The proposed increase in substantive NHS staff proposed by the plan is intended “the reduce the NHS’s reliance on agency [staff]… while still retaining the ability to utilise bank staff in a cost-effective way”.
The plan continues: “We estimate that the reliance on temporary staffing in FTE terms would reduce from 9 per cent in 2021/22 to around 5 per cent from 2032/33 onwards, with most bank staff fulfilling the requirement for temporary staffing.”
As part of the move away from the use of agency staff, the plan states: “We propose to support NHS providers to develop and implement policy that prevents substantive staff from offering their services back to the NHS through an employment agency, and instead do so through their local collaborative bank.”
The government’s press release announcing the plan stated: “The NHS plan aims to reduce reliance on expensive agency spend that could cut the bill for taxpayers by around £10 billion between 2030/31 and 2036/37.” However, this claim is not repeated in the plan itself.
According to NHSE, there are currently 23 collaborative “banks” across NHS trusts in England, with a further 10 planned. NHSE says this represents a nearly 50 per cent increase since the NHS people plan was published in 2020 and covers almost half of all trusts in the country.

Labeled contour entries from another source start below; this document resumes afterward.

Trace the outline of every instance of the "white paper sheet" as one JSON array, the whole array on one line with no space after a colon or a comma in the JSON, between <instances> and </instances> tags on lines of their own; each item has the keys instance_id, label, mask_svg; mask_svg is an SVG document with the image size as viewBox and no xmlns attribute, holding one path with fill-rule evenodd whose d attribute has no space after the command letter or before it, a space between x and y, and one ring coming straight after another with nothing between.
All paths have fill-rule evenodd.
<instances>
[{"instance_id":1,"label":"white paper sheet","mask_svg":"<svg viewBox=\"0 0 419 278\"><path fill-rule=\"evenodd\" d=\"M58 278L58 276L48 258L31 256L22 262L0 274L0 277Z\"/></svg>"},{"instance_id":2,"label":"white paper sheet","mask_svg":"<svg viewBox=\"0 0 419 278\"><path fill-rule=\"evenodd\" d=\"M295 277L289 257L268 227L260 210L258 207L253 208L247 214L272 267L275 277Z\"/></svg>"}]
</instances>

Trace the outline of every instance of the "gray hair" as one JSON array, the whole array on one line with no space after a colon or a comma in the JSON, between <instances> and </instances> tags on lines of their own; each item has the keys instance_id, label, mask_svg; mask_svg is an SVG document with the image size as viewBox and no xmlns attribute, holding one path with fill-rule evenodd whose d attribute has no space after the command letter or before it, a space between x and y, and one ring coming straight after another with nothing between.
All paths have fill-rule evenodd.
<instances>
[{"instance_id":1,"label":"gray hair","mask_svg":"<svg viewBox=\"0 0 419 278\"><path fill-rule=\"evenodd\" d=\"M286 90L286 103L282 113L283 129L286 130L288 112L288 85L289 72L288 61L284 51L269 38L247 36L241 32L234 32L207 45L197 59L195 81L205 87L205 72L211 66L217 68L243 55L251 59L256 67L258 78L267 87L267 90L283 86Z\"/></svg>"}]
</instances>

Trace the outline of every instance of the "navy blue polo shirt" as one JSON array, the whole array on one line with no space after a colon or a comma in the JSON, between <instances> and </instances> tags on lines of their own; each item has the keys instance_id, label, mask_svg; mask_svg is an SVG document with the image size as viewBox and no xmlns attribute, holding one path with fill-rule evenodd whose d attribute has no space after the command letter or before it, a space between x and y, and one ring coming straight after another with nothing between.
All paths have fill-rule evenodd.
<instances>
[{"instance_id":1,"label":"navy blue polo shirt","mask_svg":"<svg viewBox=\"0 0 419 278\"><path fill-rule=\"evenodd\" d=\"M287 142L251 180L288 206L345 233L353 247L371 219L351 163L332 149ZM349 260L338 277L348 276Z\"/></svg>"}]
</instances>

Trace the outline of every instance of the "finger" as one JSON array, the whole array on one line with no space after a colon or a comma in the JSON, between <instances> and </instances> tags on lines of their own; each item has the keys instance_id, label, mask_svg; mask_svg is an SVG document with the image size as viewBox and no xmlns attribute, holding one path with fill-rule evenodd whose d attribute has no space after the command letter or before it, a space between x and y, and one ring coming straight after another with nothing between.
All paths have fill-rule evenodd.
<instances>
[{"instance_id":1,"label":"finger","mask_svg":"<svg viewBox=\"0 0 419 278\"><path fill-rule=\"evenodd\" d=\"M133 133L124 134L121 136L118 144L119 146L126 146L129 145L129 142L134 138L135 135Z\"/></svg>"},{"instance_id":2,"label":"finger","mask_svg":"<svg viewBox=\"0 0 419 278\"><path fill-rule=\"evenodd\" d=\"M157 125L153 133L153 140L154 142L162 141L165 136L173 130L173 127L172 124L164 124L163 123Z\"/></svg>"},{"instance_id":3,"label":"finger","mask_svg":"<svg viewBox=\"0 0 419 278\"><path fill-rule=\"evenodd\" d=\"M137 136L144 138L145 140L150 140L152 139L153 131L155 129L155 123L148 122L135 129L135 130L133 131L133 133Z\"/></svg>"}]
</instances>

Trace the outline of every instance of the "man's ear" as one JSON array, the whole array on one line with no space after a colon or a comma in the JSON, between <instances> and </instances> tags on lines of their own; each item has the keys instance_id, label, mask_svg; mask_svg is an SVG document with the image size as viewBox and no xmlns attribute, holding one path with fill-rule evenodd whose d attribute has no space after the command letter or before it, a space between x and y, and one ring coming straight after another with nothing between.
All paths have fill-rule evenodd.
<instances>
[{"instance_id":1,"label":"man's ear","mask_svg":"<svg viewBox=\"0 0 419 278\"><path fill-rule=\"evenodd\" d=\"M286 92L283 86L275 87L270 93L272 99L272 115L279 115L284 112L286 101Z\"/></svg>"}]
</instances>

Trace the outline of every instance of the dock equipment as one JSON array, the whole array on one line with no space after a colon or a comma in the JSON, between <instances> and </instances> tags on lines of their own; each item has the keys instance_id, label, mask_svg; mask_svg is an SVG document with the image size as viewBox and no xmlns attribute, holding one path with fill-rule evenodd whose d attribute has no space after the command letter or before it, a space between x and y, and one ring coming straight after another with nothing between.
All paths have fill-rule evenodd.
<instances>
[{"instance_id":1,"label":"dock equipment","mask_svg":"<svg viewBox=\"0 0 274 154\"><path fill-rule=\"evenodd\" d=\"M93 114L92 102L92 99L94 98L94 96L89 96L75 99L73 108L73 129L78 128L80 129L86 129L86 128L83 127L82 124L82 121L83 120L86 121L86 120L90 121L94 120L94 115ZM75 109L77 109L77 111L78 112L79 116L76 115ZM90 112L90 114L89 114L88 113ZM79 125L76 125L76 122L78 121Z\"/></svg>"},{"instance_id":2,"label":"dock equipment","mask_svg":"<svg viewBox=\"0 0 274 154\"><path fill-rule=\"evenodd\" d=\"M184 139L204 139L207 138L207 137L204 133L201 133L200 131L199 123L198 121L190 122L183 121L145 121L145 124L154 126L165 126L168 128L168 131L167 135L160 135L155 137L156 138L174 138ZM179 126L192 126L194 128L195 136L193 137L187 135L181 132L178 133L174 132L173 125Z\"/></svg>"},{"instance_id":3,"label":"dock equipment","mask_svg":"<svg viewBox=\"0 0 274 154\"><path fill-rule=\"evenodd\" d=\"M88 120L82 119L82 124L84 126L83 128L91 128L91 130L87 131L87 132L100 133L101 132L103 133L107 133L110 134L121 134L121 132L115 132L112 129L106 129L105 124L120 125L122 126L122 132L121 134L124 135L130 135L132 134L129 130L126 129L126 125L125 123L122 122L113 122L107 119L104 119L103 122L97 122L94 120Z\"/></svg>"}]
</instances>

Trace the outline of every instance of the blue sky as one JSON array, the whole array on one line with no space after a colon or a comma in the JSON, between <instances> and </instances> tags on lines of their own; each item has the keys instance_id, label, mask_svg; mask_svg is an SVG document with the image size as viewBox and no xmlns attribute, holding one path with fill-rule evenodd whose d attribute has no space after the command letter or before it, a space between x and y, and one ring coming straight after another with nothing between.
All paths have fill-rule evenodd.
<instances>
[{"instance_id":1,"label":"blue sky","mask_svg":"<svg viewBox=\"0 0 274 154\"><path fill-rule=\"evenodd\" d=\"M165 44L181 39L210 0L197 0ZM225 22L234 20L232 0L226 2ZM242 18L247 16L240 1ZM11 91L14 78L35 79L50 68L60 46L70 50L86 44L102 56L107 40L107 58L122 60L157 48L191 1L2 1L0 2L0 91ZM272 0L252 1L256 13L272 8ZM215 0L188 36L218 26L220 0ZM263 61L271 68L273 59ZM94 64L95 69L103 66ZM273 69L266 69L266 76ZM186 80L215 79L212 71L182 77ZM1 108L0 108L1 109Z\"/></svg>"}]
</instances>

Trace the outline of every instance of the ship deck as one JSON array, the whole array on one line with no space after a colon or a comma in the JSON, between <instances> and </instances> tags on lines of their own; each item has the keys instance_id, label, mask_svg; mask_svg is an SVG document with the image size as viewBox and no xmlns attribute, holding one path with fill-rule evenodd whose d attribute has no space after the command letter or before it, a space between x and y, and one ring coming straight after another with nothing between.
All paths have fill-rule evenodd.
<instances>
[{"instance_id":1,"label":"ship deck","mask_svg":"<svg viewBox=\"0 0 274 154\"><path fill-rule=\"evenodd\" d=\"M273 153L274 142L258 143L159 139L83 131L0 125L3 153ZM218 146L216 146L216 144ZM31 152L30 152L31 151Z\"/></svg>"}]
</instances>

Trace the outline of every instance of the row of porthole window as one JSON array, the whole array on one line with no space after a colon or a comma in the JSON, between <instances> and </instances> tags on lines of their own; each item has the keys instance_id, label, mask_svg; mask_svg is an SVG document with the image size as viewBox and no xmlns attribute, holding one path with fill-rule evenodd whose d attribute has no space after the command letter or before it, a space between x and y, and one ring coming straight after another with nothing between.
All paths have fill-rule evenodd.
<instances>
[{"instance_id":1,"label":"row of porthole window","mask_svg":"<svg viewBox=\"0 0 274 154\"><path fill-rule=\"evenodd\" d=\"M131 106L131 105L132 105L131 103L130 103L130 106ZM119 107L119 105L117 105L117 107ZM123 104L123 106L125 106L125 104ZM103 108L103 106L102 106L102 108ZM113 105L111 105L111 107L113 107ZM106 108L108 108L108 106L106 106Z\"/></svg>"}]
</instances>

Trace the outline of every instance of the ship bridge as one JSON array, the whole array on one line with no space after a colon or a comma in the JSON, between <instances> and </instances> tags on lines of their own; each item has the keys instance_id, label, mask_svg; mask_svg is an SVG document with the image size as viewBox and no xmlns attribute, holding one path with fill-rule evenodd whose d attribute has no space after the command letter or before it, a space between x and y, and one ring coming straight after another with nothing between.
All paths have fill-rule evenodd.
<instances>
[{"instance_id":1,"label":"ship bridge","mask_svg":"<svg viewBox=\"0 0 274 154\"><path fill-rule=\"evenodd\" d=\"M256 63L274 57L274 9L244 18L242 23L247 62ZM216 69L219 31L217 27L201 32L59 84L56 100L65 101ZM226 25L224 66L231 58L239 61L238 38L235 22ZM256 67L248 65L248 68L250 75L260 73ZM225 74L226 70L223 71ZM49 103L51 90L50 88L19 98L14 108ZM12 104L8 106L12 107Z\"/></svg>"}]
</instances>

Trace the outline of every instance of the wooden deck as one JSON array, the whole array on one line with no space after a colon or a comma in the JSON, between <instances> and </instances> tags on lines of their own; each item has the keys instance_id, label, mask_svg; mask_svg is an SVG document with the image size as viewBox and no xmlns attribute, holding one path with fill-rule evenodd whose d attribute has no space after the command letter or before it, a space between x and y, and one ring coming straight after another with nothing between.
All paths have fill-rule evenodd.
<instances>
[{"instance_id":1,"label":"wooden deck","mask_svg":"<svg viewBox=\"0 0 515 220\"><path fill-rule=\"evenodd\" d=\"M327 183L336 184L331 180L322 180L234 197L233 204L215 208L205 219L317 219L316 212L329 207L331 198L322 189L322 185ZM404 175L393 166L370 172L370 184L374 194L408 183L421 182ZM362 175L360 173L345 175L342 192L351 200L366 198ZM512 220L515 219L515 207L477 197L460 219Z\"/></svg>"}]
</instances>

There has been a push for trusts to reduce their agency spend, particularly off-framework expenditure, in recent years given the high costs they can incur.
It comes as staffing agencies that adhere to NHSE’s national price caps framework have warned they are being “pushed out” of the market due to a lack of flexibility.
Kate Shoesmith, deputy chief executive of the Recruitment and Employment Confederation, which represents several agencies, said government inaction has led to the recruitment crisis becoming “ingrained”.
Commenting on the publication of the NHS long-term workforce plan, she added: “NHSE wanting to reduce their expensive staff bills is understandable but has been unachievable because of its failure to attract and retain staff. This has left agencies playing a more crucial role in staffing than their original purpose to plug gaps.
“Rather than condemn and sideline agencies, these agencies show the NHS how to give healthcare workers flexible working, more regular pay, feelings of esteem and more frequent time away from the hectic frontline.”